Cos’è il burnout da smart working?

Uno dei problemi dello smart working è quello del presentismo, di cui abbiamo parlato in un recente articolo. Ma legato a questo c’è anche il rischio di burnout, ovvero di sovraccarico.

Il termine, tradotto in italiano, significa letteralmente “bruciato” o “esaurito”; è stato usato per la prima volta negli anni ’70, come si legge su Gruppo San Donato,  in riferimento alle helping professions, ovvero le professioni di aiuto, quindi tutti quei lavori sanitari o di assistenza deputati alla pubblica sicurezza e alla gestione delle emergenze, come infermieri, medici, vigili del fuoco, educatori ed educatrici, insegnanti.

Queste figure, per la loro stessa natura, sono identificate come facilmente esposte a stati di sofferenza; nel tempo, però, il concetto di burnout si è esteso anche a quegli ambiti lavorativi in cui ci sono molte tensioni e stati di pressione, tanto che oggi l’Oms la riconosce, dal 2019, come “sindrome”, caratterizzata da stress cronico mal gestito.

Dunque se il burnout in condizioni “normali” è legato a una persistente condizione di squilibrio tra le richieste professionali e le risorse disponibili, nel caso dello smart working le cause dello stress sono diverse.

Le cause del burnout da smart working

Nel caso dello smart working, il burnout è dato principalmente da due fattori:

  • l’incapacità di disconnettersi dal lavoro (o l’impossibilità)
  • il non avere orari precisi di attività lavorativa, diversamente dall’ufficio.

In sostanza, ciò che può condurre al burnout è l’assenza di limiti ben definiti, che invece sono presenti in una situazione in cui si esce di casa per andare al lavoro; insomma, è l’incapacità di preservare i propri spazi extra lavorativi a determinare il burnout.

In effetti, dati alla mano, la realtà sembra rispecchiare proprio questa situazione: una giornata lavorativa in smart working dura in media da 1 a 3 ore in più; è aumentato il numero delle riunioni, in modalità virtuale, e si è diventati reperibili anche oltre l’orario di ufficio, quando si risponde al telefono o a mail. Questo ha portato il 69% dei lavoratori (2 su 3) a soffrire di burnout, con un incremento del 20% in più rispetto al periodo precedente il lockdown.

Come prevenire il burnout da smart working

Si può prevenire il burnout anche in una situazione in cui potenzialmente siamo costantemente immersi nel nostro ambiente lavorativo? In realtà sì, attraverso alcuni comportamenti che sono comunque sempre validi.

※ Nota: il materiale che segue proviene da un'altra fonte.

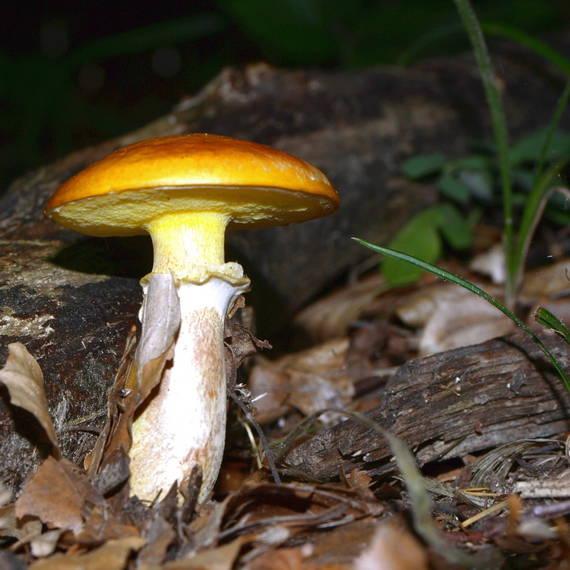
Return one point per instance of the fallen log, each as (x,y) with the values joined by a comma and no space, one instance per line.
(449,405)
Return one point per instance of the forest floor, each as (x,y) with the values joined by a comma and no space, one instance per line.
(401,436)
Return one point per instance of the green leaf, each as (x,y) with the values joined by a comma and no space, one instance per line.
(420,236)
(475,162)
(454,189)
(479,182)
(454,227)
(529,148)
(423,165)
(545,318)
(448,276)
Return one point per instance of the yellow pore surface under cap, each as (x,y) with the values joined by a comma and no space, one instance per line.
(246,183)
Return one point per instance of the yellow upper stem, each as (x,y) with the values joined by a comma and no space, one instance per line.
(186,240)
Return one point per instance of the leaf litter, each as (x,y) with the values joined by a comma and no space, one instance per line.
(471,515)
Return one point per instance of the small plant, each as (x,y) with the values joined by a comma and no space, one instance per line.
(459,180)
(470,182)
(527,173)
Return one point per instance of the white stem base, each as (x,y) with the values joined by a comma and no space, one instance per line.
(184,422)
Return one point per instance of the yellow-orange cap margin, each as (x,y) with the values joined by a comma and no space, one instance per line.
(201,162)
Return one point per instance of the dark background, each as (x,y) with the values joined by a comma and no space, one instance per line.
(74,74)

  1. Imparate a rispettare le vostre esigenze, dedicandovi quindi ad attività fisica, al riposo, nella giusta quantità.
  2. Imparate a ridurre la velocità.
  3. Imparate a non pretendere troppo da voi stessi/e.
  4. Fissate degli obiettivi ragionevoli.
  5. Definite le priorità con il vostro datore di lavoro quando la mole di lavoro è eccessiva
  6. Non abbiate timore a chiedere aiuto ai colleghi

Burnout da smart working: 7 consigli per combatterlo

Per non farsi trascinare nel vortice del presentismo a tutti i costi e rischiare il burnout è importante definire delle strategie personali, ad esempio:

  1. Organizzate e definite gli orari di lavoro: fate come se foste in ufficio, stabilendo l’orario di inizio e di fine giornata, comprendendovi anche una pausa pranzo adeguata.
  2. Impostate il vostro spazio lavorativo smettendo di rispondere al telefono o alle mail prima dell’inizio dell’orario lavorativo o dopo la fine.
  3. Definite una lista di priorità delle cose da portare a termine.
  4. Lavorate in un ambiente definito, così da poter cambiare stanza una volta terminato.
  5. Non dimenticate mai di ritagliarvi del tempo per voi stessi e per i vostri hobby.
  6. Se riconoscete dei sintomi di burnout (insonnia, mal di testa, mal di stomaco, mancanza di energie) non abbiate timore di confrontarvi con i colleghi o con i superiori.
  7. Se le cose peggiorano non esitate a consultare uno psicologo o uno psicoterapeuta.